As you may already know, the main issue behind Abalone pearl culture is that these organisms will not be able to clot their wounds, thus they die by bleeding, a haemophile effect of sorts. Their delicate surgical procedures have been able to produce the first cultured pearls from this family of mollusks (family Haliotidae) that comprise up to 130 different species worldwide (see this article for more information), but that have been grown for mostly for their delicious “meat” (the large foot of the animal). Abalone belong to a group of marine snails known as “Archaic Gastropods” (Vetigastropoda) which come from an ancient lineage, but that sometimes are confused as “clams” by some people, due to the shape of their shells.
Caption: A large “Silver Lip pearl oyster” shell (30 cm in diameter) next to an even larger (40 cm in diameter) “Red Abalone” shell.
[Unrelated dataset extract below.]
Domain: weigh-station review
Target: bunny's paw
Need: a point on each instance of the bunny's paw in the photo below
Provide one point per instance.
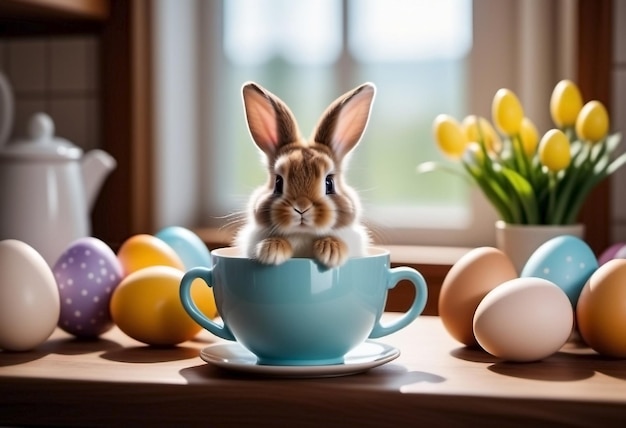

The team -led by Dr. Rubén Araya Valencia of the University of Antofagasta’s Technological program- behind these “impossible” to produce pearls has been able to produce Mabe pearls (something that had already been done in Canada, the United States and Mexico, but the main producer is New Zealand, read more about this subject here) and by means of their unique techniques they have been able to have post-operatory mortality rates of less than 1%, with just around 35% rejection (very much in line with other saltwater pearl operations). They have been able to patent their technology in Chile, Australia, South Africa, Korea and Mexico so far, with other Nations still pending.
These pearls clearly show the unique natural traits of Abalone pearls, such as their baroque shapes and beautiful blue-green coloration and lavender overtones, as well as other easily identifiable such as the presence of dark protein deposits. These first pearls also display a unique tapered look, probably due to the way the pearl sac heals within the organism’s body.
But in all, these pearls may also drive renewed excitement in the pearl world, just by offering an entirely new variety of cultured pearl to both consumers and designers. Welcome to our Pearl World!